Initially, she and Frankcom spent a week together before the other actors joined them for a five-week rehearsal period, a relatively luxurious schedule for a regional theatre production.
Historically, it’s by no means unknown for female actresses to play Hamlet. Indeed, it was almost de rigueur for leading Victorian actresses to tackle the part and throughout much of the 20th century there were significant female-led productions, very often with an explicit socio-political agenda. However, there hasn’t been a major female-led British production for 35 years, almost as long as Peake has been alive, in fact. If she feels any weighty responsibility as a result, she disguises it well.
“It was never ‘I can do this’ arrogance,” she insists. “They’re always quite problematic, I find, the female roles in Shakespeare and, actually, there are not that many big female roles that can stretch you as this role does. So you do sort of think, why should this just be the preserve of men?
“Sometimes, as an actress, there have been male roles where I’ve thought, I could do that, I could get my head into that. Just because I haven’t got the appropriate genitalia doesn’t mean that I can’t understand that. And sometimes you get female roles and you spend a lot of time going, ‘I don’t get this woman’. So this opportunity has just been extraordinary.”
What’s more, it gives her the chance to wield a gun and to have a swashbuckling sword-fighting scene with Laertes.
“It’s proper full-on. It’s a bit like a dream come true because I’m on stage and I’m doing a sword fight and then I’m punching him in the head. Now I get why all men get very over-excited about playing Hamlet,” she laughs.

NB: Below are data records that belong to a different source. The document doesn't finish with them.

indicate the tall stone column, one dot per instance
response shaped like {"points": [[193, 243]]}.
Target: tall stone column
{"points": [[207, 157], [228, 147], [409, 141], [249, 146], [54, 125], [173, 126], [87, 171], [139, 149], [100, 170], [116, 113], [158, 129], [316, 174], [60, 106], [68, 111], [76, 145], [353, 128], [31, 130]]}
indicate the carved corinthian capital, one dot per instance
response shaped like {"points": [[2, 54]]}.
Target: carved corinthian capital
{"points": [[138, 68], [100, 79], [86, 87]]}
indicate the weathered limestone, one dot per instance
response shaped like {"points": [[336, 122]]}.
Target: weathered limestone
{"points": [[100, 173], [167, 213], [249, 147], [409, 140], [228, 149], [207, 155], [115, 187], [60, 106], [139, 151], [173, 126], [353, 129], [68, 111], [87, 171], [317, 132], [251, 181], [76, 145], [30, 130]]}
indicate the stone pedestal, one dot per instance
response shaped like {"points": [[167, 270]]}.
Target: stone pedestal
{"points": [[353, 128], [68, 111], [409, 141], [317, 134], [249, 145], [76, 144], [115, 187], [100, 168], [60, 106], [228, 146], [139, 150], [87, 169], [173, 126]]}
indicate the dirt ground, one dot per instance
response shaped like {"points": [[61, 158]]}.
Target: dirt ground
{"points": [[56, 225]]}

Her Hamlet “is a female who feels more akin to the male sex, and expects everyone else to respect that. That really brings other things out of the language. Some things I read initially as misogyny are now really potent. It sorts of flips it and you go ‘Oh alright Shakespeare, I forgive you’. It feels right and sometimes you go ‘oh my God, this was definitely written for a woman!’

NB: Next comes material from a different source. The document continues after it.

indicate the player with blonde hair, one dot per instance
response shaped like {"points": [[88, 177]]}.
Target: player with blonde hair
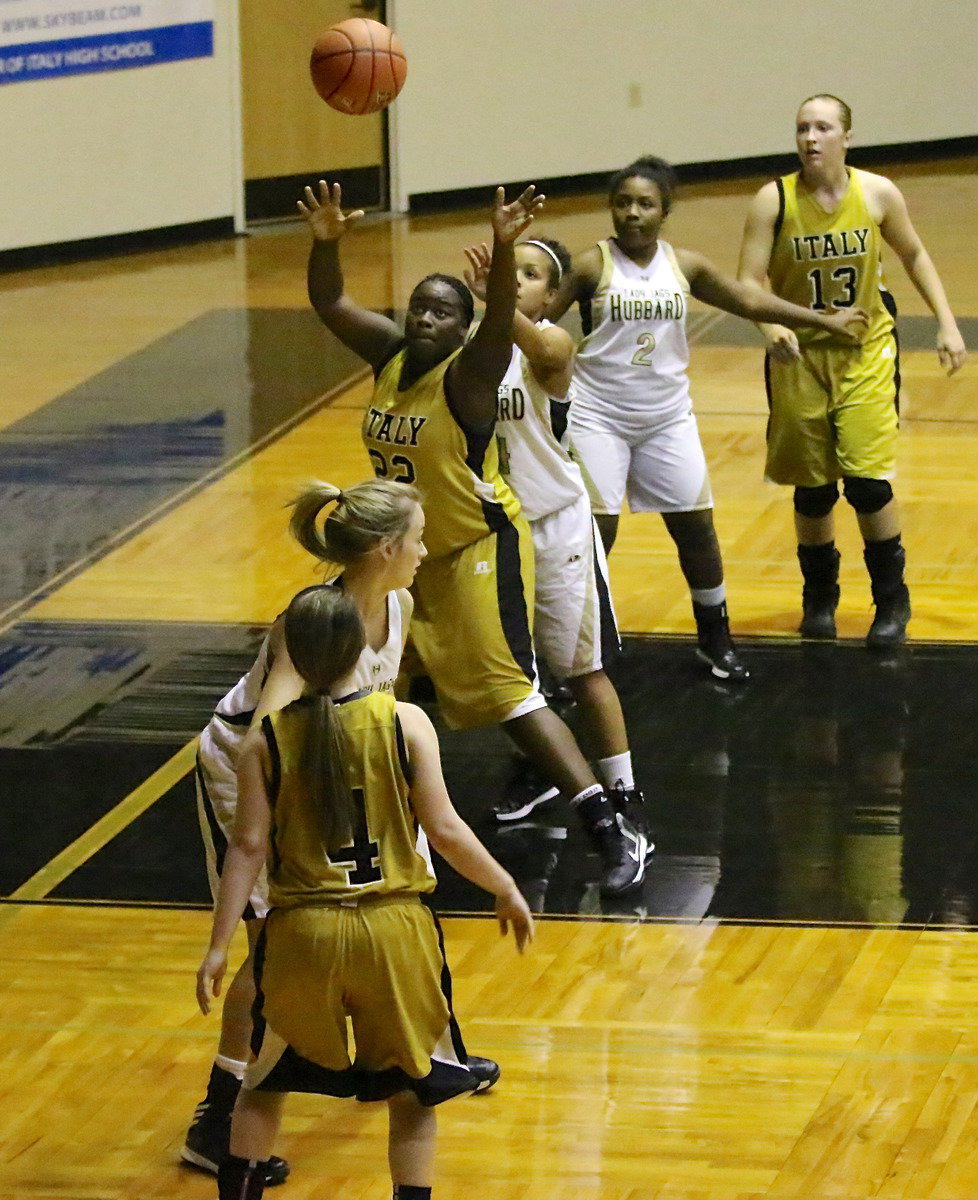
{"points": [[329, 795], [815, 237]]}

“We’ve looked at gender as a spectrum rather than one thing or another,” Frankcom points out, “with Hamlet occupying different parts of that spectrum at different parts of the play. Remember, Shakespeare’s source material for Hamlet was a Danish legend about a cross-dressed girl child. So this is a writer who is interested in notions of blurring gender.”
Not everyone has been unreservedly enthusiastic about the production and the sort of gender-blind casting that turns Polonius into Polonia and has The Player King as a woman. What’s undeniable, though, is that when Maxine is on-stage – which is a lot – you can barely tear your eyes off her.
While she’s a very fine actress, she’s been extending her palette of late, principally as a writer. That’s something she intends to expand further in her new role as associate director at the Royal Exchange, although the precise project is still under wraps, as well as mentoring some of the young cast of Scuttlers, opening at the Exchange early next year and written by Rona Munro. She’s already penned two radio dramas for BBC Radio 4 – Beryl: A Love Story On Two Wheels and Queens Of The Coal Age, with the former proving hugely successful in its stage incarnation, Beryl, at the West Yorkshire Playhouse.
“Yes, that was a bit of surprise, and exciting,” she agrees. “That was me finding my voice and my confidence, tapping into that local audience with a local story that really seemed to mean something. Because those people who turned up were not always theatre-goers. It’s about entertaining and educating people, not baffling them.
“That’s been exciting, and now I’m writing something for this theatre. Without sounding all ‘Citizen Peake’, more than ever local people need a voice in these extreme times and I feel the Exchange has a huge role to play in that. So it’s an honour to be part of this building’s future for a little while.”